Neutrino bip158
Jimmy Song
... 228C D70C FAA6 17E3 2679 E455
bip157 && bip158
Introduction
I want to start this talk with a question for the audience. How many of you have a mobile wallet on your phone right now? How many know the security model that the wallets are using? Okay, how many of you trust those security assumptions? Okay, less of you. I am going to talk about Neutrino. In order to talk about it, let's talk about before Neutrino.
Simplified payment verification
Let's start with simplified payment verification. There are in fact other models and many of your wallets use sometihng else. SPV was described by Satoshi in the bitcoin whitepaper. Once you have a merkle root, it's possible to verify that a transaction is in there. This wasn't implemented until bip37 which was the first time you could do SPV. The thing about bip37 is that it requires server-side filtering. For every client that connects, the server has to do some processing and server-side filtering. It's hard to get the UTXO set using SPV. If you are trying to recover a wallet using bip37, you have to figure out, what is a reasonable last block before my wallet was created? From that block on, you have to go and register a bloom filter and request the filter blocks from the server. Basically you have to keep track of that. It could be a long time, especially if your wallet is old. Very few wallets actually use SPV. If you're not using Breadwallet, pretty much other wallet uses some sort of centralized server. That's what you're using or trusting with your money if you're using a non-Breadwallet mobile wallet.

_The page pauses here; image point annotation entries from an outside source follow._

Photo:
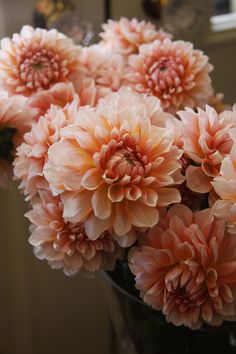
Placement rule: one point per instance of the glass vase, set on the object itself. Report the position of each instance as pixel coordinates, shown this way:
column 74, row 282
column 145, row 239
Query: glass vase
column 138, row 329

The client creates a bloom filter. It registers the bloom filter with the server. The server has to process all the transactions in a block through that filter. This is the key bad thing about bip37. On a per bloom filter basis, or per block filter request, it has to calculate all of this. There's a lot of work for the server to do. Once the server figures out which ones fit that filter, and the filter by the way if you don't know is the superset of the interesting transactions for the light client. That's a way to sort of preserve some amount of privacy without downloading the entire block. At that point, the light client has some kind of proof of inclusion and it knows the transaction was in the block and they can verify this because the transaction was in the merkle tree and the merkle root is in the blockheader. Here is how a merkle tree inclusion proof works.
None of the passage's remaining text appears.